なんと高卒一年目のルーキーの手によって。
打率と打点は、おそらくもう安全圏だ。
あとはホームラン数で、まだ逆転可能な数で追っているのが一人いる。
ここで金剛寺たちがするべきは、歩かされてしまった大介を、着実にホームに帰していくことだ。
塁に出したら終わりとなれば、まだしも勝負してミスショットを狙うだろう。
あとはそれを着実に大介が打っていくだけだ。
そしてこちらのピッチャーも、競争相手を抑え込んでほしい。
ライガースはここのところ、あまりタイトルに輝く選手がいなかった。
金剛寺はホームラン王を一回と打点王を二回取っているが、二度目の打点王を取ったのが四年前のことだ。
あとは一軍に定着した西片が、五年前に取った盗塁王ぐらいか。
地味なところでは青山の最優秀中継ぎ投手というのもあるが、もう五年以上も前の話である。
ベストナインも金剛寺は最近は選出されず、西片のゴールデングローブ賞も三年前の話だ。

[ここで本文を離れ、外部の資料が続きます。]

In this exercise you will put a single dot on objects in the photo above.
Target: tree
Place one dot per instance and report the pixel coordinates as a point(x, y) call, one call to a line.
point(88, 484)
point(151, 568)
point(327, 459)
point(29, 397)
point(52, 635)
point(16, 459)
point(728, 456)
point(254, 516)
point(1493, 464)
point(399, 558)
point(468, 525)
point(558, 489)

大介はまず、打点と打率は間違いなく取ってくるだろう。
盗塁はあくまでも打撃のオマケと考えていい。
それにショート部門のベストナインと、ゴールデングローブ賞も取れるはずだ。
絶対に抜けると思った打球を、セカンドベースの真上でキャッチしたりなどしていたのだから。
他には新人王も確実である。
シーズンMVPが取れるかは、上杉との対決次第である。
ただ予感するのは、クライマックスシリーズまで進めば、おそらくまた大介は爆発する。
お祭り騒ぎのオールスターで派手だったように、クライマックスシリーズではさらに高いパフォーマンスを発揮するかもしれない。
金剛寺はこのシーズンの中盤からは、打率は少し落としてでも長打を意識的に狙っている。
大介が歩かされた場合、その前の二塁にもランナーがいる場合が多く、金剛寺に長打があると点数が入りやすいからだ。
おかげで打率はやや下がったもののOPSはやや上がり、打点が休んでいた期間があった割には多い。
ただこの時期、暑さの中で注意力を欠き、成績を落としたり怪我をする選手もいる。
助っ人外国人のロイはホームランこそそこまではないものの、中距離打者として断ずるわけにもいかない程度には、ホームランを打っていた。
だが七月辺り、日本の夏の湿度の高い暑さに参って、かなり成績が落ちている。
体力の回復と温存を優先し、朝と夕方の短い時間だけに練習するのだが、その時間帯に練習するのはシーズン中は難しい。
よって彼はお昼ねタイムなどを確保していたりする。
白富東でも合宿中は昼寝の時間があった。なんでも人間は本来、睡眠を一日に二度に分けて取った方が自然らしい。
昼食後にやたらと眠くなるのはそのせいで、国によっては仕事でも昼寝が許されているのはちゃんと理由があるのだとか。
まあ野球選手は野球で結果を残せばそれでいい。
大介などはむしろ、この暑さが心地いい。
本場アメリカではむしろドーム球場が少ないというのは聞いている。野球は青空の下でするものだとは、今でも思う。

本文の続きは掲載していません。